Best gifts for job seekers?

Originally I was just going to post a link to an article on about the "Best Gifts for Job Seekers" and make generally nice comments about the idea.

Because really, who doesn't like getting gifts? And if you're searching for a job and feeling unusually stressed/confused/cash-strapped then a thoughtful gift might mean the difference between a total meltdown and a successful interview.

And I am going to still make some generally nice comments about the list, and then offer some comments.

So, I thought it was great that the author thought to include both practical interview and self-care related gift ideas.

After weeks of stressful job hunting, I'm sure a massage would be great.
(I'm also sure a massage would be great at almost anytime, but that's neither here nor there.)
Interview outfit-great idea.
Resume writing service- unique and perhaps helpful.

Overall, I think it's a nice list.
But I do wonder whether it's actually a list of great gifts for job seekers.

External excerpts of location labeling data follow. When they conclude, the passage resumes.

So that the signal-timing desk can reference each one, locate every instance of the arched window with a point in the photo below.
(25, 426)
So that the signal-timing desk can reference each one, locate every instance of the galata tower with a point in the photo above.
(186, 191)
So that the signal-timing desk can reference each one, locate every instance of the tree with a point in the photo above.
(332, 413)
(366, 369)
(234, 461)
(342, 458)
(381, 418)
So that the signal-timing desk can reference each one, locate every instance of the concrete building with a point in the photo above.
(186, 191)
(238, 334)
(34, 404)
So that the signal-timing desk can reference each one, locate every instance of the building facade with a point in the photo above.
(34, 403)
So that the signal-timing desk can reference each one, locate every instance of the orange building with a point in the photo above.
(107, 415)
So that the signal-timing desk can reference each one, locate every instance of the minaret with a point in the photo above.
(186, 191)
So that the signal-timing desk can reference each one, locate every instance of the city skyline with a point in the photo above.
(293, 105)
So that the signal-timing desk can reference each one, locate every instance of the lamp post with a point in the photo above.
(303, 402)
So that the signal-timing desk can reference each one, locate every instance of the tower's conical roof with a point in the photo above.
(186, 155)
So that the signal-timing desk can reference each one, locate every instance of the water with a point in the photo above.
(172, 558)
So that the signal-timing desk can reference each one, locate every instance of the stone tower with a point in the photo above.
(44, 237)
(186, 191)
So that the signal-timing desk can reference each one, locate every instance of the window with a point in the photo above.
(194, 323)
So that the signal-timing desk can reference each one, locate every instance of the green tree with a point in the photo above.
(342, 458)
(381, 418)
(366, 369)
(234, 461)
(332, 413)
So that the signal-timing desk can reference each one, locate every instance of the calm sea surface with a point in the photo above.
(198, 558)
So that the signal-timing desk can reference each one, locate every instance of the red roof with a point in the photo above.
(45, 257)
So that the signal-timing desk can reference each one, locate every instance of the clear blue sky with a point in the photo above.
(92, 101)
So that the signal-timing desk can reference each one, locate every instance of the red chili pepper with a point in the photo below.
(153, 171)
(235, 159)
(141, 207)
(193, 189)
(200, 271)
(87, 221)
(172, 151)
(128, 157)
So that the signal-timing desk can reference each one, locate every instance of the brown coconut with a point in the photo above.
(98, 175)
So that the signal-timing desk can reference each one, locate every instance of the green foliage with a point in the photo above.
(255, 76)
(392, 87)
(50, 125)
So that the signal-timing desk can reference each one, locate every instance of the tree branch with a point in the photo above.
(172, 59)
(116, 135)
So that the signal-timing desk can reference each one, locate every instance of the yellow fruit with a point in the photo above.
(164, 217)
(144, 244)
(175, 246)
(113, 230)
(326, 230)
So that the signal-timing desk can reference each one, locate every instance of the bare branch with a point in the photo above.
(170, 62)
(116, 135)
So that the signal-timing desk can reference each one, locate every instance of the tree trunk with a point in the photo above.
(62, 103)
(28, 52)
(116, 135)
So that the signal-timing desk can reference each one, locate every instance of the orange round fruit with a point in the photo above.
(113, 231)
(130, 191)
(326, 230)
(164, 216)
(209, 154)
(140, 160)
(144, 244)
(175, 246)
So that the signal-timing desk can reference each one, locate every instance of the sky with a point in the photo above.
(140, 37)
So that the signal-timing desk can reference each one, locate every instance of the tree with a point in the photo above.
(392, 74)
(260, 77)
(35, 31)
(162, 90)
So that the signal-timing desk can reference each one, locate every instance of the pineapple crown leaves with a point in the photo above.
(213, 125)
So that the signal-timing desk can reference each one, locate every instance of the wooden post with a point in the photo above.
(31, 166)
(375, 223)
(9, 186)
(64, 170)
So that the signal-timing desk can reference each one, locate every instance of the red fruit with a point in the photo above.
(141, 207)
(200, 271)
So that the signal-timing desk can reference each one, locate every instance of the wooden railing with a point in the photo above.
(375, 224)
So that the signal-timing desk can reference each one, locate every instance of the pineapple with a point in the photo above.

It's a list, and I'm sure job seekers would enjoy all the things mentioned (except for a fancy leather portfolio and/or I'm sure 99% of people would prefer you gave them $150 instead of a nice pen), but are the things on the list actually likely to help you get an interview or succeed in getting a job?
Not so sure.

Personal connections are often key, and I'm not sure that a snazzy new pantsuit will get you a job offer when you're competing against someone with insider help/knowledge/support.
Ditto for a new hairdo, or even a massage.
All of those things sound great, but are they really helping with the job hunt?

So my list of "best gifts for job seekers" would have a few additions:
1. Share your personal knowledge/leverage your personal connections. Instead of buying something for the job seeker in your life, help them in a less tangible but perhaps more worthwhile way. Offer to introduce them to people you know, help them set up informational interviews etc. This to me seems like the best gift you can give (extra points if you thrown in $200).

2.  Finance their trip to an upcoming conference or networking event. Conferences are EXPENSIVE, but they are a great place to meet people in the field and make connections. Why would you pay for a fancy career counselor, when the job seeker might be well aware of what they want to do/where they want to do it, but they know they need to make that personal connection first (see #1).

3. Ask them what they need, not what they want. I want on any given day to eat fancy food, and enjoy some serious pampering. When I'm looking for a job, what I need is support, support, and more support. Money is support, some of the self-care items listed in the original article are support, as are items #1 and 2 listed above.